The American Ivy League universities are accused of churning out automatons, whose principal task is securing a lucrative career. But is Oxbridge just as bad?

Excellent Sheep: the Miseducation of the American Elite and the Way to a Meaningful Life
William Deresiewicz
Simon & Schuster, 256pp, £9.99

Every January, an email pings into the in-box of 14,000 clever, high-achieving, hopeful but vulnerable 17-year-olds telling them that their Oxford application has ended in failure. As master of an Oxford college, I have seen both the hurt caused by rejection and the euphoria among the 20 per cent of applicants who are admitted. All of them, successful and unsuccessful, are freighted with A stars. It is a big moment in their lives – too big, because, for all its virtues, and there are many, I often wish Oxbridge counted for less. It is sad if you feel getting in will be the greatest achievement of your life and even sadder if you feel that not getting in is an unmitigated catastrophe. There are many other fine places to study and your life options don’t close at 18.

But if William Deresiewicz’s withering and dyspeptic description of the education provided by elite American universities applied to Oxford, these teenage “winners” should be pitied, not congratulated. He paints a Gothic picture of Harvard, Yale, the rest of the Ivy league, and many other reputable colleges in the US, where horrible academic neglect, rampant materialism and insufferable smugness combine to leave their students in an educational and moral wasteland. Deresiewicz would have us believe that these world-famous universities churn out spiritually impoverished automatons whose principal task is to proceed to remunerative careers that will in turn secure future donations to perpetuate the institutions they have only just about survived.

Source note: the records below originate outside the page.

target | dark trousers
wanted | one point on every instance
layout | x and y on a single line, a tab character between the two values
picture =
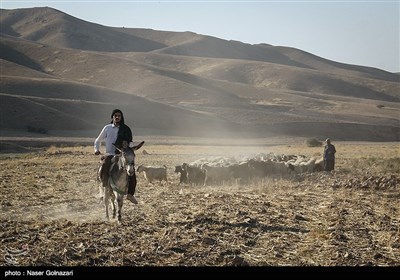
105	174
329	164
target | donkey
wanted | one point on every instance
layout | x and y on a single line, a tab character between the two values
122	166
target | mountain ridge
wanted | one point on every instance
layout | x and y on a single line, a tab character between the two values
204	85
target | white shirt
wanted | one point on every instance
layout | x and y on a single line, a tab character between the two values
108	134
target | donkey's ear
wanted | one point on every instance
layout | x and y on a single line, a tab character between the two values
117	148
138	146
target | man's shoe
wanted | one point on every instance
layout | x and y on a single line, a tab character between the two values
131	198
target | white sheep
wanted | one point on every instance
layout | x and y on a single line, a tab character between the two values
152	173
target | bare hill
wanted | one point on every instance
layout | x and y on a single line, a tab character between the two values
60	73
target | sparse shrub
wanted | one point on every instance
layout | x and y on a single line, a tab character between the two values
312	142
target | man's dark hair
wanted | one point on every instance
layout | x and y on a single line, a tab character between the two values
118	111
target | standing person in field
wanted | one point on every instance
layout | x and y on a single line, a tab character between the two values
329	155
114	133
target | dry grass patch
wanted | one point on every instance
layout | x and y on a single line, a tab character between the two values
351	216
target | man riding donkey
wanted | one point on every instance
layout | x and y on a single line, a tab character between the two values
119	134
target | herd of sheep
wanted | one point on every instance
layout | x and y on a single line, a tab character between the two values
220	170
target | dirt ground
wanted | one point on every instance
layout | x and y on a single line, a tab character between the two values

Deresiewicz is writing as an ex-insider: he was a professor in the English department at Yale for ten years until 2008. That year, he published the essay “The Disadvantages of an Elite Education” and became something of a messiah, or at least father confessor, for many who yearn for desirable things in academic life: indeed, in all life. Because Dere­siewicz is not concerned to attack Ivy League education only; rather, he pummels away at contemporary materialism and its myriad spiritual discontents and seeks to provide us, as advertised on the front cover, with “the way to a meaningful life”.

It is, to put it mildly, an ambitious undertaking. There are clarion calls for larger things and smaller things – for a more equal America, for civic engagement, less aggressive middle-class parenting, a more confident belief in the value of the humanities, a greater emphasis on teaching, tougher grading, more intellectual experimentation and risk-taking by students, greater respect for those in low-paid jobs – and much else. It is a passionate and quite often moving plea for the promotion of a more just America, and for reformed elite universities where students will emerge with greater maturity and wider definitions of happiness.

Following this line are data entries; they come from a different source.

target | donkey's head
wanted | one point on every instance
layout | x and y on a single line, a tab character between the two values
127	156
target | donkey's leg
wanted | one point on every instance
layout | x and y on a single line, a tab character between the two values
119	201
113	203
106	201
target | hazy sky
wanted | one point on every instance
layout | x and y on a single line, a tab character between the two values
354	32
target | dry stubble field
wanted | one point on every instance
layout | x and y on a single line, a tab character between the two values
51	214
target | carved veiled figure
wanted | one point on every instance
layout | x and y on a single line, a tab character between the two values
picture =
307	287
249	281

The argument is fuelled by his own story as the son of a pushy, educated, academically successful Jewish immigrant father who yearned for his son to make economically sensible academic choices. Young William fell in line and endured a miserable life as a biology and psychology student, before he finally found graduate school, Jane Austen and intellectual exhilaration. Many who read Excellent Sheep will feel pangs of anxiety and guilt about pressing down too hard on their own offspring in the interests of respectability and safety. But, and it is a big but, Deresiewicz’s fizzing anger far too often gets the better of his arguments and he runs amok. The attacks become crude, and ultimately unconvincing.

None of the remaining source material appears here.